Tim September 25, 2009 at 5:17 pm

That’s it. If it’s that easy, then I’m suing Mises.org for using letters or character symbols in their articles that I might have typed before I came on this site for the first time.

(8?» September 25, 2009 at 6:07 pm

Well, this should be interesting, patent-trolls vs. CIAbook.

Given this conflict cannot be allowed to be resolved (as the criminals lose either way), I predict a large amount of STFU money.

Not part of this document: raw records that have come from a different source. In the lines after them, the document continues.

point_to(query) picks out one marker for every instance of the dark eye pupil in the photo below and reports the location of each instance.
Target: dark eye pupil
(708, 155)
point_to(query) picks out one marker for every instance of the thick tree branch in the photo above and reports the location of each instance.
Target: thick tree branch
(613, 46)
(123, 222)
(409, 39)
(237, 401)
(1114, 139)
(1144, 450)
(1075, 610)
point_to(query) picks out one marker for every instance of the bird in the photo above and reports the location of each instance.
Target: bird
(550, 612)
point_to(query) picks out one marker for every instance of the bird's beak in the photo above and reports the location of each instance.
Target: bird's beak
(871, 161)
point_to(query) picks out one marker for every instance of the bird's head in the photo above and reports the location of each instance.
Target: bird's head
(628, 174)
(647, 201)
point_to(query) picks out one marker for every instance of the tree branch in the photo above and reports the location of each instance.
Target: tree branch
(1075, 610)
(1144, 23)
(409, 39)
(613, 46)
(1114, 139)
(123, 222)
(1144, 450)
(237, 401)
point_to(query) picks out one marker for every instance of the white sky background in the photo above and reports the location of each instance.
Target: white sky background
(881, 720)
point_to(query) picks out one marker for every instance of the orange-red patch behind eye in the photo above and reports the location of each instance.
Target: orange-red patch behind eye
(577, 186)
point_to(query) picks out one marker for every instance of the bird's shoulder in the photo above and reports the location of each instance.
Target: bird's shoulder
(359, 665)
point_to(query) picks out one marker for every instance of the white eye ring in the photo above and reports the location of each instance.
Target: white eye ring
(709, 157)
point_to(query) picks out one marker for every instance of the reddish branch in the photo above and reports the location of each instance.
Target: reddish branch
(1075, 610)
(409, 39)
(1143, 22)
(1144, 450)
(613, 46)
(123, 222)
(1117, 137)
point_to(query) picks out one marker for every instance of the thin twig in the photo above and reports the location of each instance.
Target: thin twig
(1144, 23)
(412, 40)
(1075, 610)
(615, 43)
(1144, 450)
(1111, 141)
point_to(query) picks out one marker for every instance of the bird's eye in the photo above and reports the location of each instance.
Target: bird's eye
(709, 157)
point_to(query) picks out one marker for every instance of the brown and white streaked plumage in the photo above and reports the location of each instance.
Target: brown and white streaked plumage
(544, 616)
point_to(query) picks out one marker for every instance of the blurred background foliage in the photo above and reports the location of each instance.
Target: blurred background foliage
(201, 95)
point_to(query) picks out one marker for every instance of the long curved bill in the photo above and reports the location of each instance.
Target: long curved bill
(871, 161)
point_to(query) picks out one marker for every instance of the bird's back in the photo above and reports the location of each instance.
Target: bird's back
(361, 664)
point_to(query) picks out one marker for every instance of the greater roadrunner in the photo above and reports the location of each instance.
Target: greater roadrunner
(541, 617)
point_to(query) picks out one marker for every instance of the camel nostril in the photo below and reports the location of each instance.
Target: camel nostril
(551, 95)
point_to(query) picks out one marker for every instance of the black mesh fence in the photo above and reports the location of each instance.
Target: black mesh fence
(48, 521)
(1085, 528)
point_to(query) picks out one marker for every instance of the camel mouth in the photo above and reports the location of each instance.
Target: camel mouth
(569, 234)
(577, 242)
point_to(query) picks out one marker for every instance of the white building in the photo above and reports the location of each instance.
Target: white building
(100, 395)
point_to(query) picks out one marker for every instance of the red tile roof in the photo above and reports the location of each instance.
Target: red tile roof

Walt D. September 25, 2009 at 6:41 pm

Why do the patent courts choose to ignore the restriction that patents can not be granted for something that is obvious?

AllRise September 26, 2009 at 5:02 am

Did you know, the people took FB to court at AllRise.com. Join in and see if the people really think that Facebook are guilty in patent infringement http://bit.ly/AllRise260

Gena777 January 30, 2010 at 1:55 am

I’ll admit that, at first, I was against the idea of NPEs (“patent trolls”) profiting from others’ innovations. However, after doing some research, I’ve come to agree that so-called “trolls” are doing nothing worse than many other companies. Notice that it’s generally the large corporations that get incensed about the “trolls.” Most NPEs don’t seem to be any worse than day traders, for instance.

Jim P. February 5, 2011 at 6:19 pm

All you need to do to get ahead in the world is this:

1. Create a company that doesn’t do anything.
2. Invest a relatively small amount of money in patenting vague ideas and imaginary technology.
3. Sue for infringement whenever a successful company inevitably wanders into your snare.
4. Settle as a nuisance with multi-million dollar company.
5. Retire or repeat, as needed. Or, alternatively – do both.

Also, don’t try to copy me on the above. It’s a patented technology. I’m just letting you know.